Traffic was still moderate to light, as Rourke, keeping the Saab revving high in second, cruised along the street. There were illuminated windows, the shops behind them closed for the evening; and virtually every category of humanity Rourke could imagine walked the night, ranging from two rather obvious transvestites, to teens on the cutting edge of bizarre fashion, replete with Mohawk-style hair, colored purple or flame red, and blue jeans which were so full of holes they looked as if they’d been used for pattern-testing buckshot from a riot gun.
He was coming up to another light and the Mercedes was still behind him, but the Volvo was starting to pull up alongside. Rourke kept his window down, and the SIG was in his right fist the instant after he reset the gearshift into first.
The Volvo stopped beside him, windows down. Rourke turned his head and looked directly into the front seat. Two men, a little less than classic Aryan in appearance, looked straight ahead. In the back seat there sat a third man, something bundled in his arms—probably a submachine gun.

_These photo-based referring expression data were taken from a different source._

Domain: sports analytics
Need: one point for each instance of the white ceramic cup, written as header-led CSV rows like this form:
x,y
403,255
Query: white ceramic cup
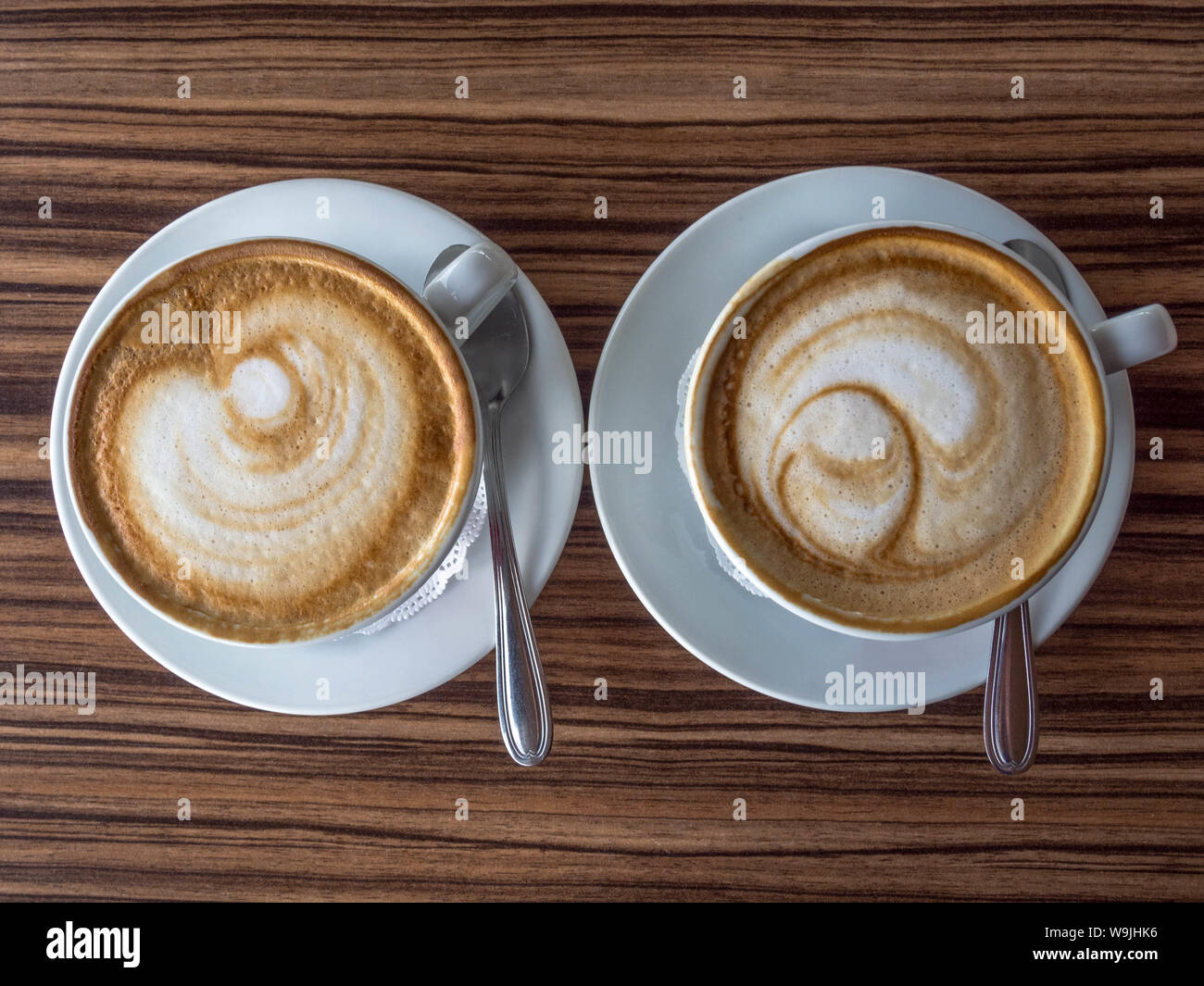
x,y
1115,344
460,296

The man in the passenger seat, without even looking Rourke’s way, said in a loud voice, “Doctor, you will turn right at the corner here and you will be followed. Should you do other than turn right, you will be shot.” The man who’d spoken cocked his head toward the rear seat and now Rourke, as his eyes followed, verified that, indeed, the bundle was a submachine gun. Rourke almost laughed. The Jew-hating Aryan supermen were using an Israeli Uzi.
John Rourke mentally shr
ugged, then brought the SIG up to the level of his own chest and double-actioned the trigger, putting a bullet into the left temple of the man who’d spoken to him, blood and brain matter splattering the man behind the wheel. The left temple, aside from being convenient from Rourke’s position, made an ideal target in that there was a bright red mark there, perhaps a forceps scar from his birthing process. But Rourke’s attention immediately went elsewhere as he pivoted in his seat and fired two shots fast, the first into the thorax, the second into the mouth of the man in the back seat who was holding the Uzi. Rourke rotated slightly forward and fired a fourth shot as the Volvo’s driver started to cross against the still-red traffic light.
The Volvo shot forward, the dead man slumped over the wheel, his right foot apparently stomping down in a death rictus over the accelerator.

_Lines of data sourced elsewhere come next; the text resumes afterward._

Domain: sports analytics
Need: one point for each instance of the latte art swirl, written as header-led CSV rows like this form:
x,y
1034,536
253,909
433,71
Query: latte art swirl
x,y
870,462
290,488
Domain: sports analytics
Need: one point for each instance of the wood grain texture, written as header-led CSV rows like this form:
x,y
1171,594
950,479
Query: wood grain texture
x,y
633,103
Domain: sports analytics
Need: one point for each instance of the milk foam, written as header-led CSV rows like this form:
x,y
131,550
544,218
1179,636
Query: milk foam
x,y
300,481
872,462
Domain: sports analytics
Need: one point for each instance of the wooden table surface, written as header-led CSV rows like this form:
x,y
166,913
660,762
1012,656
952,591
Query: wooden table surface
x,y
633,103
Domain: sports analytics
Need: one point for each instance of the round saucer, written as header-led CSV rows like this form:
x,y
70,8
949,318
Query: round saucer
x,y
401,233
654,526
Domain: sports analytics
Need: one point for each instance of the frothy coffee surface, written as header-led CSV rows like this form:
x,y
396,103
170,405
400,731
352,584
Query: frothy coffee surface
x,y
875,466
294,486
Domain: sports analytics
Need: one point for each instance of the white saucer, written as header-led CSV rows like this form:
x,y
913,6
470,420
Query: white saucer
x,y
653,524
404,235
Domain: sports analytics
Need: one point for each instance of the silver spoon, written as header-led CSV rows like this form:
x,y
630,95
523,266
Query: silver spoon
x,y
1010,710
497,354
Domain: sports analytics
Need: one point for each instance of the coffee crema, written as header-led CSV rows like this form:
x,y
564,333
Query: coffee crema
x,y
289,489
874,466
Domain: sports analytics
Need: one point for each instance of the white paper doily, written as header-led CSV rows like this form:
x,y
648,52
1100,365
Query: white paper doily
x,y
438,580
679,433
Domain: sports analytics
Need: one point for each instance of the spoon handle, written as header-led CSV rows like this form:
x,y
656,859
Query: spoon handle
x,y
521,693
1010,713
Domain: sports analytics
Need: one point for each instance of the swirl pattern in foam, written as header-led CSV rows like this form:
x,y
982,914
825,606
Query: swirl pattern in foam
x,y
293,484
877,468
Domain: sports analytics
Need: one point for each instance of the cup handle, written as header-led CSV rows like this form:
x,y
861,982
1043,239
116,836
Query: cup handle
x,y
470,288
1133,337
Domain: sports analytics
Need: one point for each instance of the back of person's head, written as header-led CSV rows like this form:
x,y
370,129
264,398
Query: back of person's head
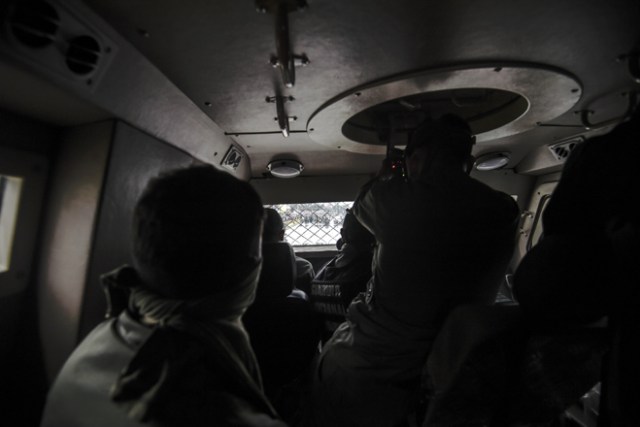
x,y
196,232
355,234
273,226
450,135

Rourke’s right thumb worked down his pistol’s decocking lever and he slipped the firearm under his right thigh as his hand moved to the Saab’s stick. But his feet were already working, his left hand cranking the wheel into a hard right.
The Volvo was into the middle of the intersection now, stopped in its tracks as it kissed bumpers with a bus. Rourke caught it in the Saab’s passenger side side-view mirror as he finished the turn, already upshifting into second.
The Mercedes was right behind him.
But John Rourke had planned ahead.
His left hand caught the Saab’s steering wheel into a tight right as he threw the stick into neutral and hauled up on the emergency brake. Rourke grabbed for the pistol and threw himself from behind the wheel, half falling into the street as the Mercedes slammed the Saab broadside.
The Saab skidded. Rourke ran. The Mercedes’s radiator dumped its load into the street, a gusher of steam shooting upward as engine compartment met unibody construction support post.
Rourke wheeled, steadying his breathing as he aimed for the already shattered windshield, the Mercedes’s driver’s head partially through it.
Ten rounds remained in the SIG’s original magazine. He used them, firing through the hole in the windshield and putting a bullet through the forehead of the driver. Rourke pivoted left, firing as the passenger-side door opened, killing the man there with two shots in the chest before the man’s pistol—in the instant Rourke saw it the gun looked like a Walther P-38—could fire.